ICML 2026 Graph Learning Spectral GNNs Node-pair Domain Bivariate Filtering Heterophilic Graphs Local 2-GNN Kronecker Product

Full-Spectrum Graph Neural Network: Expressive and Scalable¶

Conference: ICML 2026
arXiv: 2605.05759
Code: None
Area: Graph Learning / Spectral Graph Neural Networks / Expressivity Theory
Keywords: Spectral GNNs, Node-pair Domain, Bivariate Filtering, Heterophilic Graphs, Local 2-GNN, Kronecker Product

TL;DR¶

This paper generalizes the univariate eigenvalue filter \(g(\lambda_i)\) of classical spectral GNNs to a bivariate filter \(g(\lambda_i,\lambda_j)\), lifting signals from the node domain to the node-pair domain.
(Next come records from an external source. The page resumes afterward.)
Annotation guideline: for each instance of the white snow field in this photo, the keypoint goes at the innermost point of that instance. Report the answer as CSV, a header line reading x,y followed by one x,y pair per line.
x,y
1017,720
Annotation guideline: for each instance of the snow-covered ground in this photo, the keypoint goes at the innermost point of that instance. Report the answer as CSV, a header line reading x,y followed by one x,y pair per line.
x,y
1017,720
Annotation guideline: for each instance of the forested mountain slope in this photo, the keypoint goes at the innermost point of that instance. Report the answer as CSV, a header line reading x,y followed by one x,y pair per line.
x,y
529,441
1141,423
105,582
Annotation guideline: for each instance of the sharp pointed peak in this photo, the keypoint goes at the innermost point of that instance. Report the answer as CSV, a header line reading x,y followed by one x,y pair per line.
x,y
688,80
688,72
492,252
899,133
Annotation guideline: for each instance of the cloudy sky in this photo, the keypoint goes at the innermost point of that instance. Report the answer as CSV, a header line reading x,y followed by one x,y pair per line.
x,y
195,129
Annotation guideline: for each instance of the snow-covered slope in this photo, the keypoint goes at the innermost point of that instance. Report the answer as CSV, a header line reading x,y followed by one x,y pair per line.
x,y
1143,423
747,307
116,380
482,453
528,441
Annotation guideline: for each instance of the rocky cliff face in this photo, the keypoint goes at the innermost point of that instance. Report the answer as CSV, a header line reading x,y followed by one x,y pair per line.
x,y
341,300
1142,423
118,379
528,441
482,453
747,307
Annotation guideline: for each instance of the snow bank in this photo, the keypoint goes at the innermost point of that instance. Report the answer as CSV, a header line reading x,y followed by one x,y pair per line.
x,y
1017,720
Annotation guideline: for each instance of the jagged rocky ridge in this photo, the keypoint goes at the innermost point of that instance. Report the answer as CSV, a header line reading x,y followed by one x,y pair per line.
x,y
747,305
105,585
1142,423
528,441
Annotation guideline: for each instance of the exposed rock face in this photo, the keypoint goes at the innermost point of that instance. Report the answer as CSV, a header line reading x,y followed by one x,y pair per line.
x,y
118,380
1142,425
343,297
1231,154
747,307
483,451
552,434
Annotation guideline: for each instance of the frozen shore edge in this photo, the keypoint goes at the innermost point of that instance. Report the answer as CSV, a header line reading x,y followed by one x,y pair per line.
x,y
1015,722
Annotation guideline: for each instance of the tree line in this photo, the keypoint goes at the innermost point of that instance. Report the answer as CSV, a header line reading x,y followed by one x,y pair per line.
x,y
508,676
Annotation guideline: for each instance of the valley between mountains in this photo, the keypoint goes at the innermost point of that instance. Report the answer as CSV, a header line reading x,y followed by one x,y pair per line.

Theoretically, this approach can approximate Local 2-GNNs (surpassing 1-WL). By utilizing low-rank tensor decomposition, it avoids explicit \(n^2\times n^2\) calculations, achieving strong results in heterophilic graph node classification and substructure counting.

Background & Motivation¶

Background: Spectral GNNs parameterize graph convolution as Laplacian filtering \(U g(\Lambda) U^\top x\). While proven to be universal in node signal approximation, their ability to distinguish non-isomorphic graphs (another dimension of expressivity) is strictly bounded by the 1-WL test. To break the 1-WL limit, spatial methods lift message passing from the node domain \(V\) to the node-pair domain \(V\times V\) or \(k\)-tuples (e.g., high-order GNNs by Morris et al.), but a corresponding "lifting" in spectral methods has remained missing.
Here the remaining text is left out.